Basan Shrestha's Diary: Two Category Discrete Probability Distribution of Sampling Without Replacement and EXCEL Function, Statistical Note 23

Friday, July 13, 2018

Two Category Discrete Probability Distribution of Sampling Without Replacement and EXCEL Function, Statistical Note 23

Among 40 participants in a training, 18 were vegetarians and 22 were non-vegetarians. 2 participants are selected at random one after another without replacement of the name of the first selected participant. Calculate the probability distribution of vegetarians in which the order does not matter whether the vegetarians are sampled or not in the first or second draw.

Counting the total and favorable numbers of outcomes constituting the specified number of objects sampled without replacement from the finite population is important to calculate the probability of favorable events. Excel software is commonly available in the desktop or the laptop and is an important means to calculate the discrete probability distribution. I take an example from my Statistical Note 18, and will show how calculate the discrete probability distribution without replacement using Excel function. Refer to that note for conceptual clarity on using the tree diagram and formula to calculate the Hypergeometric probability distribution.

EXCEL Function

Excel software has a ‘Formulas’ tab, which has ‘Insert Function’ command under ‘Function Library’ group. Select ‘HYPGEOM.DIST’ function from the list of all function. The ‘HYPGEOM.DIST’ formula has five fields ‘Sample-s’, ‘Number_sample’, ‘Population_s’, ‘Number_pop’ and Cumulative’ as shown in Diagram 1.

Diagram 1: Selection of ‘HYPGEOM.DIST’ function in Excel Data Worksheet

The field ‘Sample_s’ takes the number of successes in trials. In this example, this field takes the value from zero to two vegetarians as indicated from B2 to B4 cells in Diagram 1. Because, in the sample of two participants there could be no vegetarian, one vegetarian or two vegetarians selected. In this calculation, one vegetarian in two independent draws of participants has been used as shown in the cell B3 in the table as well as an argument box in Diagram 1.

The field ‘Number_sample’ is the sample size. In this example, two participants were sampled without replacement and thus two was entered into this field of the function arguments in Diagram 1.

The field ‘Population_s’ is the number of successes in the population. This example has 18 vegetarians out of 40 participants. Thus, 18 was entered into the field of the function argument box in Diagram 1.

The field ‘Number_pop’ is the population size. This example has a total of 40 participants. Thus, 40 was entered into this field of the function argument in the diagram 1.

The field ‘Cumulative’ is a logical value that determines the form of the function. If ‘Cumulative’ is ‘FALSE’, ‘HYPGEOM.DIST’ calculates the probability mass function (PMF), which gives the probability associated with the value assigned to the field ‘Sample_s’ as the number of successes. Thus, ‘FALSE’ was entered into the function argument box in Diagram 1.

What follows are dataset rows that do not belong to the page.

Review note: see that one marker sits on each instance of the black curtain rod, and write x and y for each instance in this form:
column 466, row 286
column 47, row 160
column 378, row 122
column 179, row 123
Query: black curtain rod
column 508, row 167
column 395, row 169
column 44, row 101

Fixing all five fields in the function arguments, ‘HYPGEOM.DIST’ function calculated the PMF equal to 0.507. It means that there is 50.7 percent chance that one of two participants sampled without replacement will be a vegetarian. This is equal to the value manually calculated in my Statistical Note 18.

The cumulative distribution function (CDF) is another important probability calculation. If the field ‘Cumulative’ takes the value TRUE, the ‘HYPGEOM.DIST’ results in the CDF, which gives the probability up to the number of successes mentioned in the field ‘Sample_s’. In this example, the probability upto 1 vegetarian selected is the sum of probability of no vegetarian or non-vegetarian selected in both samples and the probability of one vegetarian selected between two participants sampled. The logical value ‘TRUE’ is used an shown in both the function argument box and the dataset with the cell value ‘N53’ that gives the CDF equal to 0.8038 as shown in Diagram 2.

Diagram 2: ‘HYPGEOM.DIST’ Function Arguments Using Dataset in Excel Worksheet and using ‘TRUE’ logical value in the field ‘Cumulative’

It means that there is 80.3 percent chance that up to one vegetarian will be selected in two participants sampled without replacement. This is equal to the one manually calculated in the Statistical Note 18.

PMFs and PDFs can be undertaken for all number of successes, that is the number of two non-vegetarians (no vegetarian), one vegetarian and two vegetarians out of two participants sampled without replacement as shown in tables and argument functions in both diagrams 1 and 2.

Discussion in this note and my former Statistical Note 18 indicates that both manual and auto calculation produce the same values and are useful to calculate the discrete probability distribution without replacement. Thus, conceptual understanding is a backbone and automatization is efficient. Thus, both are important knowledge and skill sets.